In the course of time, biodiversity is submitted repeatedly to at least two ‘natural’ selective processes: (1) natural selection of individual phenotypes in the Darwinian sense of the terms; (2) natural (I insist on ‘natural’) selection of species, each time there is an extreme event. In other words, genetic information is submitted to sorting in two successive different packages, first as genomes, second as gene pools. Gene pool can characterize a group, a population, a species, a phylum.

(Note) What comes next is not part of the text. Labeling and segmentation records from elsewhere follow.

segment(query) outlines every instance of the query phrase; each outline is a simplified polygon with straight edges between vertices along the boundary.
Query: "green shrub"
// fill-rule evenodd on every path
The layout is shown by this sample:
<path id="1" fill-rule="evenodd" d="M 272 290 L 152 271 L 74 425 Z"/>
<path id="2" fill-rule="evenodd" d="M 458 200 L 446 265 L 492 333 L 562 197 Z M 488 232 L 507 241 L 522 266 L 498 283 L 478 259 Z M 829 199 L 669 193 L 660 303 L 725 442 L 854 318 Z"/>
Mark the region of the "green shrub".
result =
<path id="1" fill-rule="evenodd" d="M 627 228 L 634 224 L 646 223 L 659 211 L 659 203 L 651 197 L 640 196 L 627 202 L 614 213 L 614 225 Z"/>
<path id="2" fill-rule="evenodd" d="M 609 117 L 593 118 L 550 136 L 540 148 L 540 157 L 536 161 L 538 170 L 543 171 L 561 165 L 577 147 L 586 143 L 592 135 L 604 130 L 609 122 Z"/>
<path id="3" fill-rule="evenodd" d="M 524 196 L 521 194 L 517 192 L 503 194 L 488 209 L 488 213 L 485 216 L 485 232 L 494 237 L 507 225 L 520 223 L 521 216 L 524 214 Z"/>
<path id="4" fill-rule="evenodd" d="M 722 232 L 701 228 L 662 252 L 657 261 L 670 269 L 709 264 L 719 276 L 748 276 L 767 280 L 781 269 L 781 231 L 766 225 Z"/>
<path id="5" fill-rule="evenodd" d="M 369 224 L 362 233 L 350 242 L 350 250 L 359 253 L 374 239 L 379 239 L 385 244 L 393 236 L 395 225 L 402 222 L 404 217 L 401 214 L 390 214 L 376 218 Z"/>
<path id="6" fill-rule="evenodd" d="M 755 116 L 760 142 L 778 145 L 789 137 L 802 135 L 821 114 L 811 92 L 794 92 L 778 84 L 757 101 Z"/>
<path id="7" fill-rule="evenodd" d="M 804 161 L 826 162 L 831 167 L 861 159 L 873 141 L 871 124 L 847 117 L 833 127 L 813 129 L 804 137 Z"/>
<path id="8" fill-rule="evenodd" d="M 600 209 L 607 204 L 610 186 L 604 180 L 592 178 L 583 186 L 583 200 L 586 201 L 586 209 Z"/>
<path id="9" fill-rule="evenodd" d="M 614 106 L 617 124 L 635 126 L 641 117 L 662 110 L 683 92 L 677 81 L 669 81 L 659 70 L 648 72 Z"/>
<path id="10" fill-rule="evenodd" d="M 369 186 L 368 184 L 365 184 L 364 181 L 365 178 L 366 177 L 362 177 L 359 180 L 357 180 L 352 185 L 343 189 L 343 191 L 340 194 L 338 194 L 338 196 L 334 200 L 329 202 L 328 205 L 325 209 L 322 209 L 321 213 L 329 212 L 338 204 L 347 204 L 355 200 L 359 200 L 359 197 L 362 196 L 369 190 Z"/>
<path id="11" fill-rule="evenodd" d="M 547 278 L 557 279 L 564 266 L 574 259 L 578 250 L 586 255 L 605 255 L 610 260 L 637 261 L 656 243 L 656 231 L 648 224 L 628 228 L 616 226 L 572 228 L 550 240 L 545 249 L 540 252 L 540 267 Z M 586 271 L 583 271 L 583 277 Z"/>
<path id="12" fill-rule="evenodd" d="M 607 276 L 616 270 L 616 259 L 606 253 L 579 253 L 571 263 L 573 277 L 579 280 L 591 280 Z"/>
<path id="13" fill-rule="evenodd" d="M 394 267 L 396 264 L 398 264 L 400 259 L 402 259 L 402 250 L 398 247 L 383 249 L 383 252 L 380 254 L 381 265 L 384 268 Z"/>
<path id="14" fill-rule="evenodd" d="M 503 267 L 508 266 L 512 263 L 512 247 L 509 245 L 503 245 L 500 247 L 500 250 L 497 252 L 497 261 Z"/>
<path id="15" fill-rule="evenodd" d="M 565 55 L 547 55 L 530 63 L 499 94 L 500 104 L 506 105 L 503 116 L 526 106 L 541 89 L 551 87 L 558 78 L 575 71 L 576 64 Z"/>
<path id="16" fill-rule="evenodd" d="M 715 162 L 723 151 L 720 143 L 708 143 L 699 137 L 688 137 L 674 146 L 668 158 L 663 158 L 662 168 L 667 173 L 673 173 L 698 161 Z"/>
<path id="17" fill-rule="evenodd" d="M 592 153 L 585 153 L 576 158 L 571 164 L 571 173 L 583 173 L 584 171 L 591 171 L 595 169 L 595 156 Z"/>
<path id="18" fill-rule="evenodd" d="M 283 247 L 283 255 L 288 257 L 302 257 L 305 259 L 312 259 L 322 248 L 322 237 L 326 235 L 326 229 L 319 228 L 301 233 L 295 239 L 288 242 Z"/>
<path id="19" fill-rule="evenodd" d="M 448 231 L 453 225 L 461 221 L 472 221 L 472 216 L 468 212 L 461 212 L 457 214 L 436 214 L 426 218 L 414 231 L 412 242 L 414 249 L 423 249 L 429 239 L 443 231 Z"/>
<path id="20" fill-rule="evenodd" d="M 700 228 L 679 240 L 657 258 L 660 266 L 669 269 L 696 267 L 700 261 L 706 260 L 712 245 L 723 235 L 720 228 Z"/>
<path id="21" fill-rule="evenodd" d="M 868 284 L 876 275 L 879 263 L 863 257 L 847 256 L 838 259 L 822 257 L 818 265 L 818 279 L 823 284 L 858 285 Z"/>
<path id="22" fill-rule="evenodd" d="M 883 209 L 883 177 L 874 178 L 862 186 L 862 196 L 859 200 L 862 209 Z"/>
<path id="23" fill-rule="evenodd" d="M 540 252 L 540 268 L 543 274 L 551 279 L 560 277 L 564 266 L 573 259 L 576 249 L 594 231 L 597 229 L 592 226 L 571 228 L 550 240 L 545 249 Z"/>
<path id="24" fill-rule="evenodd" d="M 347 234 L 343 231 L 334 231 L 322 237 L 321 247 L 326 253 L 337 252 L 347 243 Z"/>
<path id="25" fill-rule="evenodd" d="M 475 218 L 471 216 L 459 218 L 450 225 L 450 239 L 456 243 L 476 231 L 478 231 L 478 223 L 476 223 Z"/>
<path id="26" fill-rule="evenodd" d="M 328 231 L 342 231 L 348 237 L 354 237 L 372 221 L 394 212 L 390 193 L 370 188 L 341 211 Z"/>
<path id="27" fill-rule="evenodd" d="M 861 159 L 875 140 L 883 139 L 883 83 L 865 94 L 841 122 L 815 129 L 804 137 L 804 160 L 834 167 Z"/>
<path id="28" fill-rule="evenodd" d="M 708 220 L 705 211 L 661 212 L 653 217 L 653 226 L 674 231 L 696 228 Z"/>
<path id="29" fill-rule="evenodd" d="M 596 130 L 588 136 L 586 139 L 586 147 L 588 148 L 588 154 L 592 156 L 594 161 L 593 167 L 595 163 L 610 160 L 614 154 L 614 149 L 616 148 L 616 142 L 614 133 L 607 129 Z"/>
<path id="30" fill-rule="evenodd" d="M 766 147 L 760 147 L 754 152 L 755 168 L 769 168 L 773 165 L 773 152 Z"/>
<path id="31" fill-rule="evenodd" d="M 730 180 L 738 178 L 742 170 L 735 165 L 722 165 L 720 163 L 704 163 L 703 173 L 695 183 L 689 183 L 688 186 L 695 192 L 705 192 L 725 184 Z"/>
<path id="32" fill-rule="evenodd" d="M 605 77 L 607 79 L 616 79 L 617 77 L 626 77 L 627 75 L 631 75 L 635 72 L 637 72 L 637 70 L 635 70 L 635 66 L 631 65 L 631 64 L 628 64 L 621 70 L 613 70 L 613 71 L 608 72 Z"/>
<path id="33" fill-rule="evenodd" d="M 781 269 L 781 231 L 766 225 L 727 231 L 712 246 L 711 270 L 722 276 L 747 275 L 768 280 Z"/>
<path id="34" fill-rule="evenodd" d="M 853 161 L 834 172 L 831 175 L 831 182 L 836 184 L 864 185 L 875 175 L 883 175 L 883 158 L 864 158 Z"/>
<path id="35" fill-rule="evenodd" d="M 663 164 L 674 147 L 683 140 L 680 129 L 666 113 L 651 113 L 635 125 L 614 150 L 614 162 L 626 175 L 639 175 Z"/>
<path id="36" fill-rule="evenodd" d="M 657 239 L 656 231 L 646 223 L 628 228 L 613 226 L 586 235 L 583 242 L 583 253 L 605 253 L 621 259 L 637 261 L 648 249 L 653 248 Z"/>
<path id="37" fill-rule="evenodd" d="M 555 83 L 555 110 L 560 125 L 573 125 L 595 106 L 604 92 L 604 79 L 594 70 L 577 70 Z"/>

It is in the case of species and phyla that the impact on evolution is the higher. These two processes, one humdrum, the other spectacular, can be compared to the continuous control and the sudden examinations that certain university teachers sometimes impose on their students. The Red Queen is usually described as a process that provokes the acquisition of a chain of successive adaptations. Extreme climatic events may strongly modify the fitness of the competing species and make a Red Queen process stop.
It must be added that extreme events must be seen sometimes as cascades of events. For instance, a strong volcanic eruption will cause an extreme climatic event that will cause an extreme epidemiologic event, and so on. A genetic combination of viruses, an acquisition of plasmides by a bacteria strain, a host switching for a parasite are extreme events that can have important evolutionary consequences. Certain extreme events may even increase (or reduce) the rate of mutations, due to temperature change or radioactive substances.
I thus conclude that the role of extreme climatic events in modifying the course of evolution should never be underestimated. Although some extreme events could provoke the end of our species nowadays, one may speculate that, without many of them, we would simply be absent.